Jal Shakti Minister Paatil flags Meerut school water pledge drive
Synopsis
Key Takeaways
Union Jal Shakti Minister C. R. Paatil on Friday, 3 July 2026, highlighted a water conservation awareness drive held at Poothi village in Mawana tehsil, Meerut district, Uttar Pradesh, where schoolchildren were made to take a pledge to save water and were distributed notebooks as part of the outreach. The event, conducted on the banks of the Ganga river, was cited by the minister as a grassroots expression of Prime Minister Narendra Modi's call to turn water conservation into a people's movement.
Context
In his post, Minister Paatil wrote that PM Modi had issued a call from the ramparts of the Red Fort — 'jal sanrakshan ko jan-andolan banana' (to make water conservation a people's movement) — and that this vision is now taking shape across every corner of the country through public participation. He specifically pointed to the Poothi village initiative as an example of that inspiration being translated into action at the community level.
The drive involved engaging school students on the importance of conserving water, distributing notebooks, and administering a formal pledge to save water. The Ganga-bank setting of the village lends symbolic weight to the outreach, given the river's centrality to national conservation policy.
Policy Backdrop
The initiative draws from two flagship central government programmes. The Namami Gange programme, approved in 2014, is an integrated mission for the conservation and pollution abatement of the Ganga river basin, covering riverine districts such as Meerut. The Jal Jeevan Mission, launched in 2019, aims to provide tap water to every rural household with a strong emphasis on community participation and source sustainability.
Together, these schemes have shifted central water governance away from purely supply-side infrastructure toward behaviour-change and community mobilisation — a pattern this school-level pledge drive directly reflects.

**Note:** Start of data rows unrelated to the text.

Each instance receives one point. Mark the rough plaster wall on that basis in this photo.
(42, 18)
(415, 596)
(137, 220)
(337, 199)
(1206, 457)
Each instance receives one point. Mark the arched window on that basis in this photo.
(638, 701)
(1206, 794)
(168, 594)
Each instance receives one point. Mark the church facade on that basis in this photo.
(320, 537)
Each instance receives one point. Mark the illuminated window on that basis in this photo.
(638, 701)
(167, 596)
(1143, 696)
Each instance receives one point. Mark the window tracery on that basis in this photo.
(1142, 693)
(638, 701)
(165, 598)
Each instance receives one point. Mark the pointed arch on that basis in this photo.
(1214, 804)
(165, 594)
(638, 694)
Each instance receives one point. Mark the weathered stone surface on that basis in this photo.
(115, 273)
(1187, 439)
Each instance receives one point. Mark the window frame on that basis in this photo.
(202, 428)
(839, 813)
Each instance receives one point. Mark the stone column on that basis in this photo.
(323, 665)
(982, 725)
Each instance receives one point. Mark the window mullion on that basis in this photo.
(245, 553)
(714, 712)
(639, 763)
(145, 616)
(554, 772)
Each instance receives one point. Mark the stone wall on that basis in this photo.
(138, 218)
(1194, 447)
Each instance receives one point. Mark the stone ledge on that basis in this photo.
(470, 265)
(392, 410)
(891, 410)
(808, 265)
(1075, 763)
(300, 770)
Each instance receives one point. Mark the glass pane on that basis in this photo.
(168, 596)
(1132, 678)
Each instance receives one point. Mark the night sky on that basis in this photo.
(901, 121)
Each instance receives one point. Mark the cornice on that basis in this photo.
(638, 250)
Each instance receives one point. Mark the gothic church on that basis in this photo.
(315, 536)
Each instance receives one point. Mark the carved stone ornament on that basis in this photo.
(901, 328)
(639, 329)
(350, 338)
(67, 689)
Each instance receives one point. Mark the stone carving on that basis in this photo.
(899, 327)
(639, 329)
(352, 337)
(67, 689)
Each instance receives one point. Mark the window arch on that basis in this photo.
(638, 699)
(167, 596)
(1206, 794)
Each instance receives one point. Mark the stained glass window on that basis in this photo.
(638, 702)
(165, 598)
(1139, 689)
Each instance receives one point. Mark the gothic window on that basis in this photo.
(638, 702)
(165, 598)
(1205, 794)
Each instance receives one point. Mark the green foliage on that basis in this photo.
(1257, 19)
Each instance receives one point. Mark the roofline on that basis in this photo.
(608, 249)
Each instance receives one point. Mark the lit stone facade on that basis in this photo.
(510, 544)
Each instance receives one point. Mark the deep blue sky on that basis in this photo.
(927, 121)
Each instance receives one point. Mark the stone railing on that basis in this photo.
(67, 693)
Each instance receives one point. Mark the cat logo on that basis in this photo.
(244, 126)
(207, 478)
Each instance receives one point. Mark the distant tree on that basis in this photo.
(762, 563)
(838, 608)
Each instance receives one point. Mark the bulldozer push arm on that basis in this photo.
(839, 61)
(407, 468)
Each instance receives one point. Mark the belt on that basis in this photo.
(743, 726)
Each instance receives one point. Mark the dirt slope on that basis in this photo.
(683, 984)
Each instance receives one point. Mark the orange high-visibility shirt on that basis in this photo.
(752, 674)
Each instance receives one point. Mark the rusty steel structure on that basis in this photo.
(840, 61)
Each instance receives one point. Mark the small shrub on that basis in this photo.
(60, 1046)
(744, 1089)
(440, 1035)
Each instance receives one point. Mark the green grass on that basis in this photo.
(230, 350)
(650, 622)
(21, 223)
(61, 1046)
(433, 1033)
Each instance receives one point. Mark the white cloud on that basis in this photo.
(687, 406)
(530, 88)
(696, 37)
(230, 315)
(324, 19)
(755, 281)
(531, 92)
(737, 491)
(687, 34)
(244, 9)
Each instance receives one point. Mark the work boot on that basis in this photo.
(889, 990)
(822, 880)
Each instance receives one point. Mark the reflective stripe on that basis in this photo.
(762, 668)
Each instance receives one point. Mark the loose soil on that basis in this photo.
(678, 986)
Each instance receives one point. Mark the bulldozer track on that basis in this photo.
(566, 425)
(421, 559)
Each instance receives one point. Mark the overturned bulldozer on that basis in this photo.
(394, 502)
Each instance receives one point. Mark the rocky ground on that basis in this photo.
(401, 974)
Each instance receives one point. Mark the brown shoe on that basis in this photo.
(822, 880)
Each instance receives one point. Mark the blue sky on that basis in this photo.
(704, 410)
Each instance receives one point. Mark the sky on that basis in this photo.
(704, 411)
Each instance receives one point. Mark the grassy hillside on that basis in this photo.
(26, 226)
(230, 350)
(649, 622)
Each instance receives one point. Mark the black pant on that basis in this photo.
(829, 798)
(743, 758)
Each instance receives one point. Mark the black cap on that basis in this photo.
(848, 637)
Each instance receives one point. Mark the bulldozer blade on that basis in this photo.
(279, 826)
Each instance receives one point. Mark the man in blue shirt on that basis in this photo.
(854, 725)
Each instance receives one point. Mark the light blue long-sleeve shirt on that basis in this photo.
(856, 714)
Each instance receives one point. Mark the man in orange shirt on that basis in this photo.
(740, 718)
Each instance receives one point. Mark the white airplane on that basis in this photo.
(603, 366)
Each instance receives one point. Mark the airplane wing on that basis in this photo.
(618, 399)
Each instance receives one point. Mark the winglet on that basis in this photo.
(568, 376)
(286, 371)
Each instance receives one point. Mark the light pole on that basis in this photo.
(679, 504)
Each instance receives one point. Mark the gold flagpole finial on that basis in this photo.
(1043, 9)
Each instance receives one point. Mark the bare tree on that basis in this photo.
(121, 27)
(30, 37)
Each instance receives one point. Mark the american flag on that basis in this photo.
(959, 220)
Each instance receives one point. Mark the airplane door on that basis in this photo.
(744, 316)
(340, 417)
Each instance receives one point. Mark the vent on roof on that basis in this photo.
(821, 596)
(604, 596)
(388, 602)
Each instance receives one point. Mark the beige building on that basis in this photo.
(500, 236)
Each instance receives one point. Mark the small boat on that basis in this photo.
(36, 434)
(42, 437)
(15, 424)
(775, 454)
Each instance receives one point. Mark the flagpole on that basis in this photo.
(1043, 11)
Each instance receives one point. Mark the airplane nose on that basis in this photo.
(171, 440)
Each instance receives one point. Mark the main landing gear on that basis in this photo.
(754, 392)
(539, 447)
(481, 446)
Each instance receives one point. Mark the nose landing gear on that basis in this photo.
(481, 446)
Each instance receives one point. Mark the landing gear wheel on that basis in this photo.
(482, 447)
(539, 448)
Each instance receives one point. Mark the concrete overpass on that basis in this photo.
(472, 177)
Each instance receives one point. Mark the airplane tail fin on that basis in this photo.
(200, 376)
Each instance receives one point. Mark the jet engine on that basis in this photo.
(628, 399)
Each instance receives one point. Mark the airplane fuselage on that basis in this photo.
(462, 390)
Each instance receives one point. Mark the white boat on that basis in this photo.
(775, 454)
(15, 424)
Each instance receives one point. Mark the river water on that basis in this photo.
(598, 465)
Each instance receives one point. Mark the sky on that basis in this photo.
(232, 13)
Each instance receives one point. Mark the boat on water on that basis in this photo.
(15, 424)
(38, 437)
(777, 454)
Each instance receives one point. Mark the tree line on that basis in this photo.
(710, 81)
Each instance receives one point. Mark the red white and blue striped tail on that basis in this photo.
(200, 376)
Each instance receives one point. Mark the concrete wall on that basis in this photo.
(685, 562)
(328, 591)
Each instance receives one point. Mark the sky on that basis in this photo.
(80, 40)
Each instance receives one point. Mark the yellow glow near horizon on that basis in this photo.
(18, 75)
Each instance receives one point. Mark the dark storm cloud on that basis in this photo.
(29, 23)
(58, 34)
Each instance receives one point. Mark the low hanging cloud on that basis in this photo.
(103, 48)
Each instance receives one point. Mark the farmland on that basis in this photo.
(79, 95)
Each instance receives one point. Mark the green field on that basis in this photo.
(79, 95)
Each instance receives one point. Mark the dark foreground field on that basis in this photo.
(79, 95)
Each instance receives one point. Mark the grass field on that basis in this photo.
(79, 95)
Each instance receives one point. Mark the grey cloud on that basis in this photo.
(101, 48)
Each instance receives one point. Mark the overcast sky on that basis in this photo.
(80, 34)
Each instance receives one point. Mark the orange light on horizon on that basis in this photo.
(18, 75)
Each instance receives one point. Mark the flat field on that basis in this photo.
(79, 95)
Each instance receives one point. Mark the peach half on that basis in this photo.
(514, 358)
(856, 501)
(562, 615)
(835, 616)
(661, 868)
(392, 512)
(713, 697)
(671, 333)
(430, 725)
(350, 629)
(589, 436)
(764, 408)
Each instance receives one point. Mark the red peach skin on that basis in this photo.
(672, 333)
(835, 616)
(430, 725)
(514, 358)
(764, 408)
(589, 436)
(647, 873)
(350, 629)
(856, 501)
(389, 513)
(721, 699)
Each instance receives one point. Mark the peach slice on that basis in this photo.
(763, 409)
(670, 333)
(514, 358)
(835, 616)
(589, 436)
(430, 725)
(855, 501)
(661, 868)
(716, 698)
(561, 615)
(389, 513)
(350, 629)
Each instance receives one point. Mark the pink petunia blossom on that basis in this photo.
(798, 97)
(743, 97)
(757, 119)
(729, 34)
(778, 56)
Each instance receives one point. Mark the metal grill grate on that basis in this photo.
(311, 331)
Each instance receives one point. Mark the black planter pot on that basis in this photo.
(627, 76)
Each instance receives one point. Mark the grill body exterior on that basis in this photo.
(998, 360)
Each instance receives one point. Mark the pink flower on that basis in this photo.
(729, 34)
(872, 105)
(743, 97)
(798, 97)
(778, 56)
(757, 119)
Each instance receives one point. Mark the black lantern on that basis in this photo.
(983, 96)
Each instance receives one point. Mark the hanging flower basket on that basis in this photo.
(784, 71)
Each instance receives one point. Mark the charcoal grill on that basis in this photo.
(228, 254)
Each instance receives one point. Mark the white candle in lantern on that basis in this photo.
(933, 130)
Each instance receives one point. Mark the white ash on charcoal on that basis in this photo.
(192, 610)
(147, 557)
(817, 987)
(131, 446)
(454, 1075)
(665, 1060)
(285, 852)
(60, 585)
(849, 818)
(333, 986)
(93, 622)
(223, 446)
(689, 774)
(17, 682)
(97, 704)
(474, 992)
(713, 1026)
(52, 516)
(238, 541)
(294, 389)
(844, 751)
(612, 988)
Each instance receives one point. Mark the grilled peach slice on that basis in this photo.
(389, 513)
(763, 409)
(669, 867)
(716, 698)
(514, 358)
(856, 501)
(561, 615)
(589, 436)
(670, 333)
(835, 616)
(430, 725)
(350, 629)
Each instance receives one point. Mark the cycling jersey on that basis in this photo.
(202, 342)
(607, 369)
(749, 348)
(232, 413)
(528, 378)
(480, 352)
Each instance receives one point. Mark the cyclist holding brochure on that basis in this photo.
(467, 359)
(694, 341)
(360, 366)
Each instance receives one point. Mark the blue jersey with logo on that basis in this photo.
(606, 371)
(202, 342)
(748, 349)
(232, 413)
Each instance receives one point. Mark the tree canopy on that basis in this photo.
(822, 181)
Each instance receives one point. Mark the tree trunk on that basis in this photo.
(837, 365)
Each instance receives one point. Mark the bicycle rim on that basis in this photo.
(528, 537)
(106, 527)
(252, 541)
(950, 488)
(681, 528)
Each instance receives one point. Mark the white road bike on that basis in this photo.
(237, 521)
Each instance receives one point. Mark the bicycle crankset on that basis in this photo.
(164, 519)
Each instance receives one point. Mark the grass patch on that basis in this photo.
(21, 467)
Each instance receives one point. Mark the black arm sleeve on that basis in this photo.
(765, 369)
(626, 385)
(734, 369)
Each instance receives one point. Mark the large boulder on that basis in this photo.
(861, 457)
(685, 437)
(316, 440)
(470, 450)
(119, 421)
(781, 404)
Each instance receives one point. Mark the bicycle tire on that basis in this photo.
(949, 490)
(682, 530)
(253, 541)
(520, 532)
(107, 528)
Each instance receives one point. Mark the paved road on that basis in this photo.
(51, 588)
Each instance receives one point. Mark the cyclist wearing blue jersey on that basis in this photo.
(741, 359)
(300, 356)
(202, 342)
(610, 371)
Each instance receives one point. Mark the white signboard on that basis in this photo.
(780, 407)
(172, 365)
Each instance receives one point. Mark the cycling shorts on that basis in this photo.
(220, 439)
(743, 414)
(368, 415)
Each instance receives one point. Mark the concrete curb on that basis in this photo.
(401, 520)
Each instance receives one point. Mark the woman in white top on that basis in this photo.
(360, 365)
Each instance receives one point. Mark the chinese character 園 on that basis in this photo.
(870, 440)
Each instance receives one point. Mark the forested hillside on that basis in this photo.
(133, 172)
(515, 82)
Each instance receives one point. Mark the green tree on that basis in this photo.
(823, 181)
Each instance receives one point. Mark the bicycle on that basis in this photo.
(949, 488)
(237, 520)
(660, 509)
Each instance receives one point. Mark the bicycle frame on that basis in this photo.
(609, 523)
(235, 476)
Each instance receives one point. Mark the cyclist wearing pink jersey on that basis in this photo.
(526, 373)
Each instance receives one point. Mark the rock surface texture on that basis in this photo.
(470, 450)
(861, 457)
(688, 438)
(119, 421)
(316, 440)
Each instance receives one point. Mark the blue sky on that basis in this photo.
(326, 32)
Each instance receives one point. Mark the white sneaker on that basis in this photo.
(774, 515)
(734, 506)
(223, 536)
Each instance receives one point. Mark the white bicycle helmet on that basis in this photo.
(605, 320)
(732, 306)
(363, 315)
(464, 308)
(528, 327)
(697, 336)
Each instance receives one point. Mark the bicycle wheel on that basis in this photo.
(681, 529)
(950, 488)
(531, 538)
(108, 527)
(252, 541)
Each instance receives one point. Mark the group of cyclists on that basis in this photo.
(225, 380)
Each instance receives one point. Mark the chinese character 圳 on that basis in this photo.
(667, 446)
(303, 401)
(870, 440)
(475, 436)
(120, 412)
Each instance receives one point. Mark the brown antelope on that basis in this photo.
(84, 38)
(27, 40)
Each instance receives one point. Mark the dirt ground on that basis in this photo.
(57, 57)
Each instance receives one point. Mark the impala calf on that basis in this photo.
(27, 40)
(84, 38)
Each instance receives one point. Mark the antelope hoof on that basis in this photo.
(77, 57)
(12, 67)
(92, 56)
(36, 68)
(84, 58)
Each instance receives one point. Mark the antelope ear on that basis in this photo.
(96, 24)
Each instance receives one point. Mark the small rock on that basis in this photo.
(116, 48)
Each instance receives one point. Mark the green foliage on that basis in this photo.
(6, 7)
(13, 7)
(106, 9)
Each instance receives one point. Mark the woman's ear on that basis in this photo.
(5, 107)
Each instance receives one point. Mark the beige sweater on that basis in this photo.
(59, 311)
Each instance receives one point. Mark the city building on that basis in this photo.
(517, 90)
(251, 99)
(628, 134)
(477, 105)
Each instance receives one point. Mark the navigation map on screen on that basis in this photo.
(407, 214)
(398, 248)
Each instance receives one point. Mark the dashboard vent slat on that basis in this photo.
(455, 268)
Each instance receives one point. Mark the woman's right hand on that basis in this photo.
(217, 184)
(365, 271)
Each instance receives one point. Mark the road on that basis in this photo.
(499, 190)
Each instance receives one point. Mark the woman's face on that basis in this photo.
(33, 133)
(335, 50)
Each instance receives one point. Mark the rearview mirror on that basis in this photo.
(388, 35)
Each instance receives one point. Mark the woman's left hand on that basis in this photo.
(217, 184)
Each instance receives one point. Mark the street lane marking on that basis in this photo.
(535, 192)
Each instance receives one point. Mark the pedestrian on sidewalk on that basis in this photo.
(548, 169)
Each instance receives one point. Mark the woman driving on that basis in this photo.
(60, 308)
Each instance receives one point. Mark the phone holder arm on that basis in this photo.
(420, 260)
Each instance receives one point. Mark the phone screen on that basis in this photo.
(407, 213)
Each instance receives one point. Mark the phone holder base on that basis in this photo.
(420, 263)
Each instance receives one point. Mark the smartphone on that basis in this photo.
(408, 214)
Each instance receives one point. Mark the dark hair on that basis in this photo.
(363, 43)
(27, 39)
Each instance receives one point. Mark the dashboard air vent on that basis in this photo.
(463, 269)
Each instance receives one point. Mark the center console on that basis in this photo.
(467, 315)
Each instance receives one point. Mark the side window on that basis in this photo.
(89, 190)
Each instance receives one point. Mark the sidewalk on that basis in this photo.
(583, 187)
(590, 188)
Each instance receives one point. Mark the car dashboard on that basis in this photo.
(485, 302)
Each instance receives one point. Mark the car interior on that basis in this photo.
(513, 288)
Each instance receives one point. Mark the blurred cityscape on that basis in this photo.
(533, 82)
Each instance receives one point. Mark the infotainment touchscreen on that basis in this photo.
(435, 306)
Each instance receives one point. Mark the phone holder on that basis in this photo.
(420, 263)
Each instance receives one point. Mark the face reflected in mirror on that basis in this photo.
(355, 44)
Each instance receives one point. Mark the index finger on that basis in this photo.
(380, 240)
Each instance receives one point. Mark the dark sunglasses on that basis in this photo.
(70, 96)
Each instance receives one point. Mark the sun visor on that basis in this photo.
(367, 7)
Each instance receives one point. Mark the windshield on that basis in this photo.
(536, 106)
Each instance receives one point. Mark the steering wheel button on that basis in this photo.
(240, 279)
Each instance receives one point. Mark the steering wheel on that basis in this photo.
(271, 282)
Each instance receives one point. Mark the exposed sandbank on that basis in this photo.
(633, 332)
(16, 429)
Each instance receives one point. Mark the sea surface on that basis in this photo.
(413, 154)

The Jal Shakti Abhiyan, a time-bound campaign under the Jal Shakti Ministry, has similarly sought to embed conservation habits through local participation in water-stressed and riverine districts.
Stakeholders and Impact
The most immediate beneficiaries of such awareness drives are the school-going children of Ganga-basin villages, who are positioned both as messengers within households and as future stewards of local water resources. Villagers in Mawana tehsil — a predominantly agricultural belt dependent on the Ganga's water table — stand to benefit from heightened community awareness about groundwater depletion and river health.
For the Jal Shakti Ministry, school-based pledge programmes serve as low-cost, high-visibility tools to demonstrate that national conservation goals are being operationalised at the panchayat and village level. The distribution of notebooks also functions as a tangible, lasting reminder of the conservation message for young participants.
What's Next
The broader question is whether such awareness events are systematically linked to village-level water security plans under the Jal Shakti Abhiyan framework, or remain standalone outreach exercises. State and district administrations in Uttar Pradesh will be key to ensuring that pledge drives in Ganga-bank villages feed into measurable outcomes — such as rainwater harvesting structures or reduced groundwater extraction — rather than serving only as symbolic gestures. As the monsoon season progresses, the ministry is expected to intensify community-level conservation campaigns across riverine districts nationwide.